The IRS released final regulations (Proposed regs would alter aspects of FTC landscape.”
The Tax Cuts and Jobs Act (TCJA) made several changes that impacted the foreign tax credit and related areas. The final regulations adopt, without substantive change, certain provisions in the foreign tax credit and expense allocation rules that were proposed in December 2019 along with rules addressing certain hybrid issues that were proposed in April 2020.
However, there are several areas where the final regulations clarify or depart from the proposed regulations, including the allocation and apportionment of stewardship expenses, the allocation and apportionment of research and experimental (R&E) deductions and foreign tax redeterminations. The final regulations also revise guidance on adjustments to hybrid deduction accounts, conduit financing arrangements and branch loss and dual consolidated loss recapture rules. Certain provisions not adopted in the in the final regulations were re-proposed.
A wide range of applicability dates apply to the final regulations. Many regulations apply to tax years ending on or after Dec. 31, 2019, however, there are certain rules that apply to earlier or later tax years depending on the specific provision. As a result, taxpayers will need to carefully assess how the final regulations affect their specific tax circumstances and apply them appropriately.

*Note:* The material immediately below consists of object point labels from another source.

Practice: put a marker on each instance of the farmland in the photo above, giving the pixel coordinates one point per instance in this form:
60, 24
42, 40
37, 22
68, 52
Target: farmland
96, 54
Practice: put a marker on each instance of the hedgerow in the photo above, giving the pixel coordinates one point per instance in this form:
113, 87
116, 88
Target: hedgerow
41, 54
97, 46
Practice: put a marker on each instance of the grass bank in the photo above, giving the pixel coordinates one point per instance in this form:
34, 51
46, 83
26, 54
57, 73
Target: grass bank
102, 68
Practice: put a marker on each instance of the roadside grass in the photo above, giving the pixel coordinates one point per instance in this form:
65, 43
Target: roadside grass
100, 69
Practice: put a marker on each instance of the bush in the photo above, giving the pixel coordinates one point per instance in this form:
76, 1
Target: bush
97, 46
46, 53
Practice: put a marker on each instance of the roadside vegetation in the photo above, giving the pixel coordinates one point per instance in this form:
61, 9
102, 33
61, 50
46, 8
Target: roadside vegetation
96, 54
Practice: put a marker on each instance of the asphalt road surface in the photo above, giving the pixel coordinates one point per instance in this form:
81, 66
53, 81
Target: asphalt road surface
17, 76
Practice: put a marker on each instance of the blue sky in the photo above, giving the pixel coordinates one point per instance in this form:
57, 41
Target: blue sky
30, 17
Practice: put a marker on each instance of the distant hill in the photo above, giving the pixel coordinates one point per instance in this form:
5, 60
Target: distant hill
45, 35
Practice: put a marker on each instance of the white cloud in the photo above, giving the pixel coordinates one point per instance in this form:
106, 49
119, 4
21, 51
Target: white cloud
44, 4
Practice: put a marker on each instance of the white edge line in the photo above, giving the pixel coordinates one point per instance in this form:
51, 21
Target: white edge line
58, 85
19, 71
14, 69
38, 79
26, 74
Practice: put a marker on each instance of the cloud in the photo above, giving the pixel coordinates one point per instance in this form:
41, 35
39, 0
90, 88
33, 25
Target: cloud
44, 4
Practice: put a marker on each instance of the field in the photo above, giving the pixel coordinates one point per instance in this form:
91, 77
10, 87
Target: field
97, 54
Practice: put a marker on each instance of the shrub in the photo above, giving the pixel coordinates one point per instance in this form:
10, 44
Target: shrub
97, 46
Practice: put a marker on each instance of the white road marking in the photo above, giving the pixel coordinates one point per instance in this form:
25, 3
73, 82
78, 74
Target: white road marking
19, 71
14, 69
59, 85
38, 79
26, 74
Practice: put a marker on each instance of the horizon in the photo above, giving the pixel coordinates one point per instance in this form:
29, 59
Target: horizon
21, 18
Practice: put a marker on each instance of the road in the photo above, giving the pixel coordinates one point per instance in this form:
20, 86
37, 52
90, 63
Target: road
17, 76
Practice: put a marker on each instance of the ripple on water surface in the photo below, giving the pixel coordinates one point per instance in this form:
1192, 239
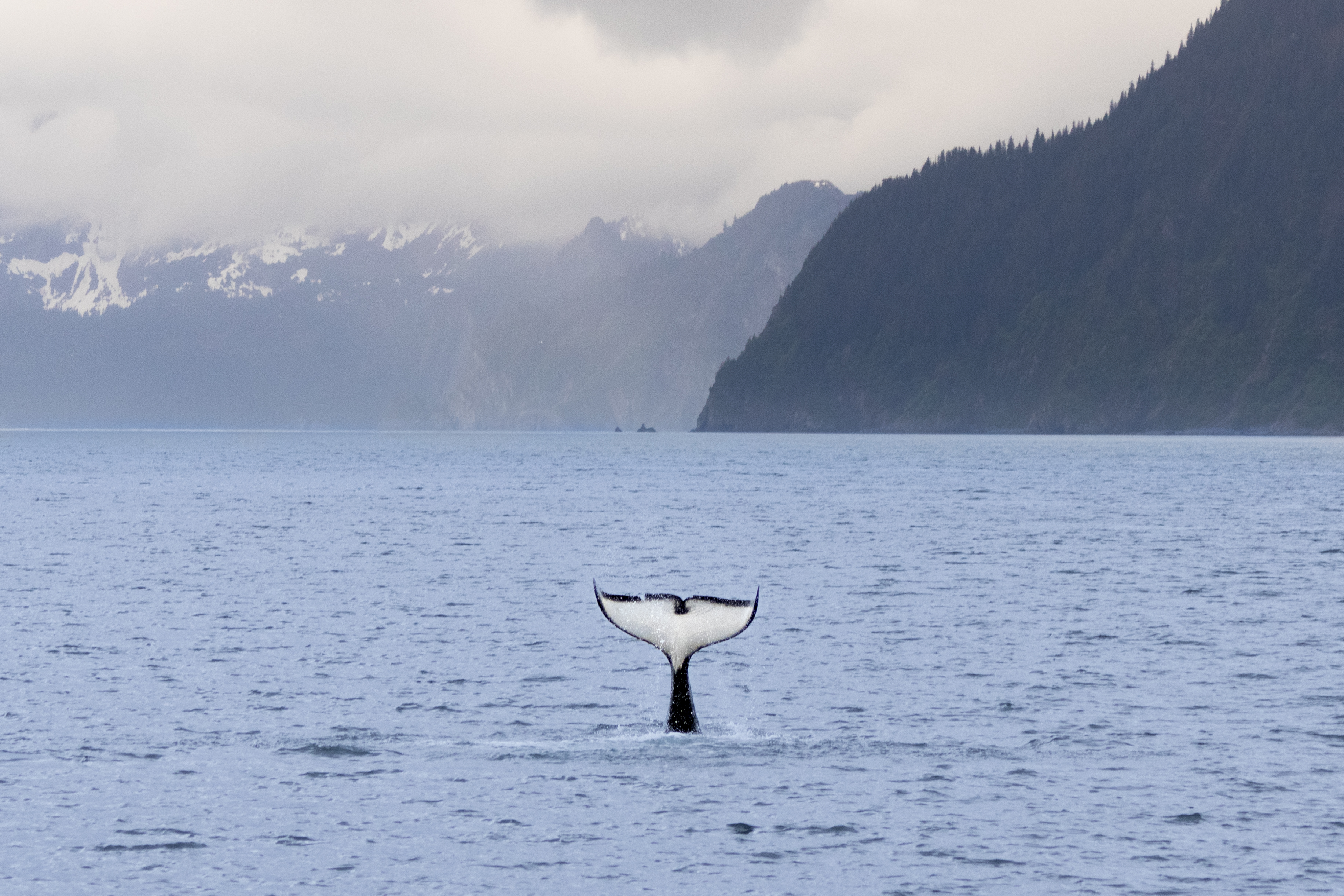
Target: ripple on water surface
373, 663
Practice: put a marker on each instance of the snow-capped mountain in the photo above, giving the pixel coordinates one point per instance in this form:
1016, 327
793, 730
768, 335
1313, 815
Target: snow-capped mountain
422, 324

Foreign tax credits have become critically important to multinational companies, affecting all aspects of a company’s tax profile. These regulations finalize several advantageous provisions from the prior proposed regulations that provide potential planning opportunities but are not without their traps. Therefore, taxpayers should carefully assess the impact on their tax profile.
The U.S. foreign tax credit generally aims to shield U.S. taxpayers from being subject to double taxation on their foreign-source income. As such, the credit is generally not available to offset liabilities on U.S.-source taxable income. The foreign tax credit limitation (often referred to as the Section 904 limitation) is calculated separately for various categories of foreign-source income. For example, passive and general categories of income are separate income categories. The TCJA also introduced two new separate categories, income from a foreign branch and global intangible low-taxed income (GILTI). The limitation is generally determined separately with respect to each category:
The numerator of the foreign tax credit limitation computation includes foreign-source U.S. taxable income reduced by deductions allocated or apportioned to the income under Sections 861 through 865. If the allocation and apportionment of the deductions result in an overall loss in one or more categories, the separately computed losses will be allocated against net income in other categories, if any. When a net loss offsets net income of a different category, various loss recapture rules may apply.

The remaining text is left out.